Building low-resource African language corpora: A case study of Kidawida, Kalenjin and Dholuo
Audrey Mbogho, Quin Awuor, Andrew Kipkebut, Lilian Wanzare, Vivian Oloo
TL;DR
The paper tackles the scarcity of NLP resources for three under-resourced Kenyan languages—Kidaw’ida, Kalenjin, and Dholuo—by presenting a one-year selective crowdsourcing case study. It collects text and speech data, generates parallel Kiswahili corpora, and publicly releases the resources on Zenodo and Mozilla Common Voice to enable model training and NLP development. The approach demonstrates how targeted community engagement and open data can begin to close resource gaps, producing 30,000 sentences per language and substantial speech datasets despite modest funding. The work highlights practical implications for inclusive AI in Africa, emphasizing health, education, and development applications, and outlines challenges around sustainability, licensing, and scaling data collection. It also serves as a blueprint for similar initiatives across Africa, encouraging ongoing collaboration from native speakers and developers.
Abstract
Natural Language Processing is a crucial frontier in artificial intelligence, with broad applications in many areas, including public health, agriculture, education, and commerce. However, due to the lack of substantial linguistic resources, many African languages remain underrepresented in this digital transformation. This paper presents a case study on the development of linguistic corpora for three under-resourced Kenyan languages, Kidaw'ida, Kalenjin, and Dholuo, with the aim of advancing natural language processing and linguistic research in African communities. Our project, which lasted one year, employed a selective crowd-sourcing methodology to collect text and speech data from native speakers of these languages. Data collection involved (1) recording conversations and translation of the resulting text into Kiswahili, thereby creating parallel corpora, and (2) reading and recording written texts to generate speech corpora. We made these resources freely accessible via open-research platforms, namely Zenodo for the parallel text corpora and Mozilla Common Voice for the speech datasets, thus facilitating ongoing contributions and access for developers to train models and develop Natural Language Processing applications.

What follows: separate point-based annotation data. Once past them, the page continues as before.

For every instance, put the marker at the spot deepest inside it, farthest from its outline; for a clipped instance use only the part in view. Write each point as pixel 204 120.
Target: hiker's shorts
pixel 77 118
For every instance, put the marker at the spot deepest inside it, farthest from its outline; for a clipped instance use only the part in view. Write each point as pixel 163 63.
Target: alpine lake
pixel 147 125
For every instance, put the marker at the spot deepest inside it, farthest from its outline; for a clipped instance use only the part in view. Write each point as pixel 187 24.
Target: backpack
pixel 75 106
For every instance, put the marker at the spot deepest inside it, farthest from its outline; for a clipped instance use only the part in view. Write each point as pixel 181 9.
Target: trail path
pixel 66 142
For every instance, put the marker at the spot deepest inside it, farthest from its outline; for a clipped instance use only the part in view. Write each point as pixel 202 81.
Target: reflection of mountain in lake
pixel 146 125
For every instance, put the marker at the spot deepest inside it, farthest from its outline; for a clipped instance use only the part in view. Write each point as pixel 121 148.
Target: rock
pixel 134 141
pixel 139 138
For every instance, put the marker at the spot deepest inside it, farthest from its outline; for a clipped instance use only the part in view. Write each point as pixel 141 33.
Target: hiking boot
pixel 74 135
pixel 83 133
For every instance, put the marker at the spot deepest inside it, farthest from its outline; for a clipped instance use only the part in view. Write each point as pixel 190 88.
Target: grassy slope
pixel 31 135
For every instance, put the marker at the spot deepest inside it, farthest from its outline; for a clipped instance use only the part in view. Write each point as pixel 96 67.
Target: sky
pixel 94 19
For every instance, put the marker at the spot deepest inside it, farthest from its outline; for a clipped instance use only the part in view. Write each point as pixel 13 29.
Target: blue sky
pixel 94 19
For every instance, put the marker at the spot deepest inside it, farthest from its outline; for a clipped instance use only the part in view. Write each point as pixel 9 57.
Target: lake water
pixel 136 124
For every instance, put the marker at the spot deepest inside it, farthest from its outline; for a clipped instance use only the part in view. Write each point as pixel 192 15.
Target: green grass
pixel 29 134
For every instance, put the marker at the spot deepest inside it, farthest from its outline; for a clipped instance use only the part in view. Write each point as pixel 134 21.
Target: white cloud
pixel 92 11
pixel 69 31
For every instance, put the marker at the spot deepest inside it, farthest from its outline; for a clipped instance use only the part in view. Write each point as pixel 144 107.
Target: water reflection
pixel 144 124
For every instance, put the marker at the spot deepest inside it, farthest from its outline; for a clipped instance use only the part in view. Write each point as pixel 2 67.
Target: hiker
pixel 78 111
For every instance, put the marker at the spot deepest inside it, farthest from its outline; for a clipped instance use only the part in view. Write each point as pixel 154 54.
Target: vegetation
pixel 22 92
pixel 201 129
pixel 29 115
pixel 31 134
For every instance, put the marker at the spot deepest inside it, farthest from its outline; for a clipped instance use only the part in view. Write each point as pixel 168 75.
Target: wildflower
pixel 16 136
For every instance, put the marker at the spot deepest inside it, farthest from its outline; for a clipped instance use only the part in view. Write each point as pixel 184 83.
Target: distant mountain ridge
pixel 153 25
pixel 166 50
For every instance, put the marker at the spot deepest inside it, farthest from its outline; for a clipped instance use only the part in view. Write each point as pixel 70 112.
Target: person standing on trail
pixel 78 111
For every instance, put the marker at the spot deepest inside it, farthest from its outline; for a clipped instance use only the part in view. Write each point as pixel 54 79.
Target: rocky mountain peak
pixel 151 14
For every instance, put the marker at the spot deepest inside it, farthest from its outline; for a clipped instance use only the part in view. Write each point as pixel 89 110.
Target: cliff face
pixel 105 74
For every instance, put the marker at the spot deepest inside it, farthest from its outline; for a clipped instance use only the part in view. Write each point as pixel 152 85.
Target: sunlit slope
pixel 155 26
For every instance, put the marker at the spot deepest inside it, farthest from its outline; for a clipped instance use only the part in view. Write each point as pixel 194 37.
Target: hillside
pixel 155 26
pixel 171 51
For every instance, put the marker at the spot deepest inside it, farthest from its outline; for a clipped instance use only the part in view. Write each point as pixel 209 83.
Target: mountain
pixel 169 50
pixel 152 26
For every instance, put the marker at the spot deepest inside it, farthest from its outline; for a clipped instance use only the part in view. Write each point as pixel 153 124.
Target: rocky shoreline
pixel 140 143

The project demonstrates how grassroots efforts in corpus building can support the inclusion of African languages in artificial intelligence innovations. In addition to filling resource gaps, these corpora are vital in promoting linguistic diversity and empowering local communities by enabling Natural Language Processing applications tailored to their needs. As African countries like Kenya increasingly embrace digital transformation, developing indigenous language resources becomes essential for inclusive growth. We encourage continued collaboration from native speakers and developers to expand and utilize these corpora.